Green is memory consumption for micrometer-registry-prometheus: scrape() takes 446 MB Red is memory consumption for micrometer-registry-prometheus-simpleclient (I keep Spring Boot 3.3.1 but switch to simple client): 121 MB

jonatan-ivanov commented 4 days ago

Could you please verify if the two outputs are the same and you are not having four times more time series in the case of Prometheus 1.x?

How many time series (or lines) you have in your Prometheus output approximately?

Also, will the second and subsequent scrapes consume equal amount of memory or are they more lightweight?

What tool you used for the flame graph?

Will you get similar results if you look at a heap dump?

Also, Micrometer's overhead on the flame graphs seems pretty minimal to me, depending on the answer of the questions above, maybe this should be a Prometheus Client question at the end?

michaldo commented 4 days ago

Hi Jonatan, I check memory usage on test cloud cluster when only micrometer-registry-prometheus is changed. So answer for question 1 and 3 is that environment is stable and memory consumption is stable.

It may be important that my application heavy use Kafka and prometheous output contains 4703 Kafka rows out of 4850 total Flame graph is generated with Intellij

After profiler output inspection, suspected fragments of code are io.micrometer.core.instrument.config.NamingConvention#toSnakeCase and io.prometheus.metrics.model.snapshots.PrometheusNaming#replaceIllegalCharsInMetricName . They can be refactor with less memory requirements

jonatan-ivanov commented 4 days ago

After profiler output inspection, suspected fragments of code are io.micrometer.core.instrument.config.NamingConvention#toSnakeCase and io.prometheus.metrics.model.snapshots.PrometheusNaming#replaceIllegalCharsInMetricName. They can be refactor with less memory requirements

This conflicts with your flame graphs, I don't see any of these classes on it. NamingConvention has not been changed for about two years. PrometheusNamingConvention did change in 1.13 (Boot 3.3) but now it is doing less work and it is delegating to io.prometheus.metrics.model.snapshots.PrometheusNaming.

If you are really suspicious that io.prometheus.metrics.model.snapshots.PrometheusNaming is the root cause, you might want to create an issue for Prometheus Client.

michaldo commented 4 days ago

Indeed, suspected code I found has small impact on flame graph.

It is hard to determine root cause of memory consumption. I see that high level code is changed and memory consumption is visible on low level code - root cause is high level code recently changed or low level code not changed for years?

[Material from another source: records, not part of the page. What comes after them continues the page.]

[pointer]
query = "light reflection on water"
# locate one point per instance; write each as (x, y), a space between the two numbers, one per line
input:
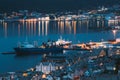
(13, 32)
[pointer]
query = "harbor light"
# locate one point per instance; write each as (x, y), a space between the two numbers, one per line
(25, 74)
(44, 76)
(114, 68)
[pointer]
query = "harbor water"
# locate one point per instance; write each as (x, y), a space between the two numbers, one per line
(13, 32)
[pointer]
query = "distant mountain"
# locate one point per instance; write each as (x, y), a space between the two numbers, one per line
(53, 5)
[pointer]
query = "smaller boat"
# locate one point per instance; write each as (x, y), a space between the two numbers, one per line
(27, 48)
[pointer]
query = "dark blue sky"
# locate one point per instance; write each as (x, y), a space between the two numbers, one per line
(51, 5)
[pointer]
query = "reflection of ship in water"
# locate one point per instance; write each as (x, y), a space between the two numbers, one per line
(26, 48)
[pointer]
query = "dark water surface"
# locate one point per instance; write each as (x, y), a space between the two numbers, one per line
(13, 32)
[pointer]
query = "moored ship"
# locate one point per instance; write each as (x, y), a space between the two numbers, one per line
(27, 48)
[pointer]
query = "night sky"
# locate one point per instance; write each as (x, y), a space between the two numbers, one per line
(53, 5)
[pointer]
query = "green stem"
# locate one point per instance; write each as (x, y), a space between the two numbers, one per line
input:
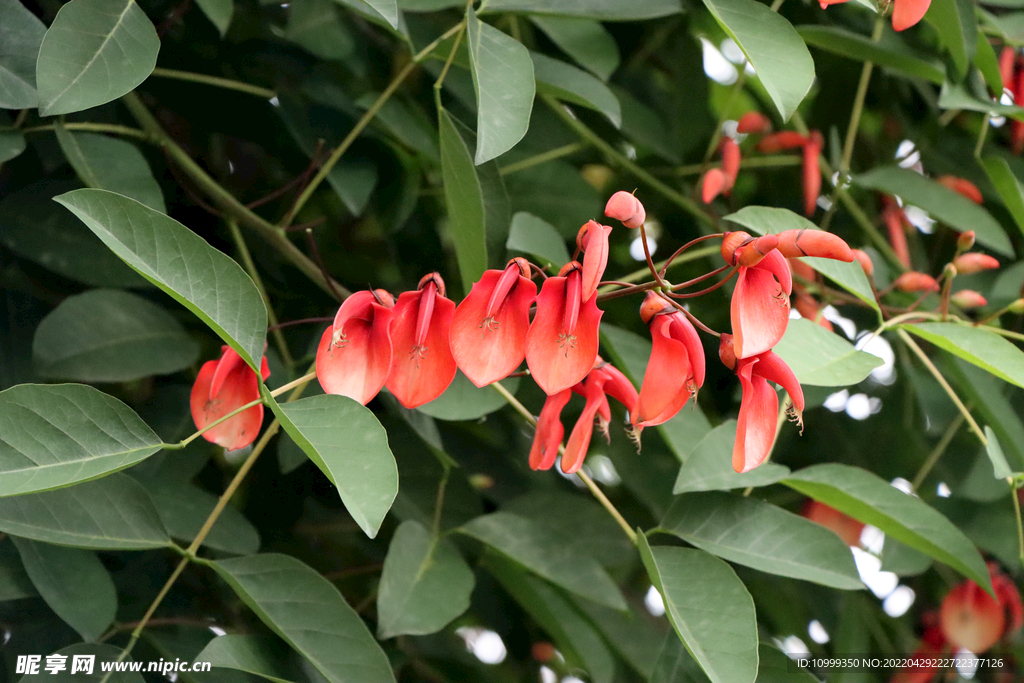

Anyway, I keep my opinion that pointed out methods are inefficient and micrometer-registry-prometheus.1.13.0 use more memory that micrometer-registry-prometheus-simpleclient.1.13.0

jonatan-ivanov commented 4 days ago

It is hard to determine root cause of memory consumption.

Analyzing a heap dump might help.

I see that high level code is changed and memory consumption is visible on low level code - root cause is high level code recently changed or low level code not changed for years?

I don't understand this question.

Anyway, I keep my opinion that pointed out methods are inefficient and micrometer-registry-prometheus.1.13.0 use more memory that micrometer-registry-prometheus-simpleclient.1.13.0

I never stated the opposite, I was trying to point out that you might opened the issue in the wrong repo, Micrometer is not the same as Prometheus Client (where io.prometheus.metrics.model.snapshots.PrometheusNaming is from).